• 29 Metals shares have been savaged for a second straight day after the closure of its Capricorn copper mine due to wet weather
  • Lithium plays muted in response to Albemarle auction result
  • Miners up 0.18% on indifferent day


29Metals (ASX:29M) shares have gone into freefall, crumbling by another 9.5% a day after a 25% wipeout for the $250m capped copper miner yesterday.

If you’re not familiar with the situation, the circumstances of 29M’s despair are not dissimilar to those of contestants on the Japanese inspired gameshow Wipeout from a few years back … too much water.

The Capricorn copper mine has flooded for the second time in a year, prompting another downgrade for a stock previously running higher on recovering copper prices.

The shutdown could be a blessing of sorts, RBC analysts said in a note today, given 29M has been lossmaking at the operation now for three quarters.

But it has prompted a downgrade of its price target on the stock from 65c to 50c. 29M is currently trading at 36c, a fraction of the $2 issue price in its $527m IPO in 2021.

“As Capricorn has been loss-making for the last three quarters, suspending the operation may actually preserve the balance sheet near-term, given that C&M costs are a fraction of the restart and operating costs that were being incurred,” RBC’s Paul Wiggers de Vries, Kaan Peker and Alex Barkley said.

“Further, the near-term preservation of the balance sheet may remove some of the capital raise overhang from the stock until certainty on Capricorn path to recovery is provided.”

To be fair to 29M, which is still disputing the quantum of an insurance payout on last year’s rain debacle, it had already flagged the likely cessation of mining activities from the end of next month, when its tailing storage ran out.

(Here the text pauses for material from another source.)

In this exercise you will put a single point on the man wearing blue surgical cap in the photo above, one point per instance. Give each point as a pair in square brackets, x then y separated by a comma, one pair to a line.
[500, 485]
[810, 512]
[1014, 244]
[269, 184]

New approvals are needed to store its waste.

RBC thinks it will take around 13 months to get the mine back online.

“Our expectation is that operations at Capricorn will be shut down from April 2024 to April 2025, with Greenstone and Mammoth restarting in the April Quarter of 2025,” Wiggers de Vries and his colleagues wrote.

“Due to the ongoing water issues, we do not expect Esperanza South to restart until CY26.

“Given the shutdown, we have removed all associated capital and costs from our expectations except for A$7m a quarter in Care and Maintenance costs from April 2024.

“We also include A$70m in restart costs, inclusive of the new water treatment plant, which should help improve operating overheads. We do not include any other insurance payouts, beyond previous expectations.”


29Metals (ASX:29M) share price today



Albemarle auction does little to stir lithium players

Multiple reports have indicated Albemarle collected a price of around US$1300/t for a 5.77% Li2O cargo of 10,000t of spodumene concentrate as part of a MetalsHub auction.



The sale followed a smaller 5,000t cargo sold pre-auction for a 6% Li2O equivalent price of US$1200/t by Pilbara Minerals (ASX:PLS) on its Battery Material Exchange auction platform this month. Pilbara’s sale was for a cargo shipping December this year though, dulling enthusiasm somewhat.

They’re both far higher than current spot levels, which range from around US$980/t to US$1150/t depending on who you believe.

Albemarle said it wanted to run the process in part as a price transparency measure.

It mystified market watchers by then not transparently revealing prices once the auction was over.



Among other assets in China, America and Chile, Charlotte-based Albemarle owns 49% of the Greenbushes mine and 50% of the Wodgina mine in WA, and is commissioning the Kemerton lithium hydroxide plant near Bunbury in the State’s South West.

Anyhow, let’s check whether this made ASX investors feel any better about their spodumene mining stocks.

The answer was a resounding meh, with MinRes (ASX:MIN) and PLS up slightly while IGO (ASX:IGO) dropped 1% and Arcadium (ASX:LTM) fell 2.8%.

The materials sector rose 0.18% on an indifferent day for the ASX’s large cap resources plays.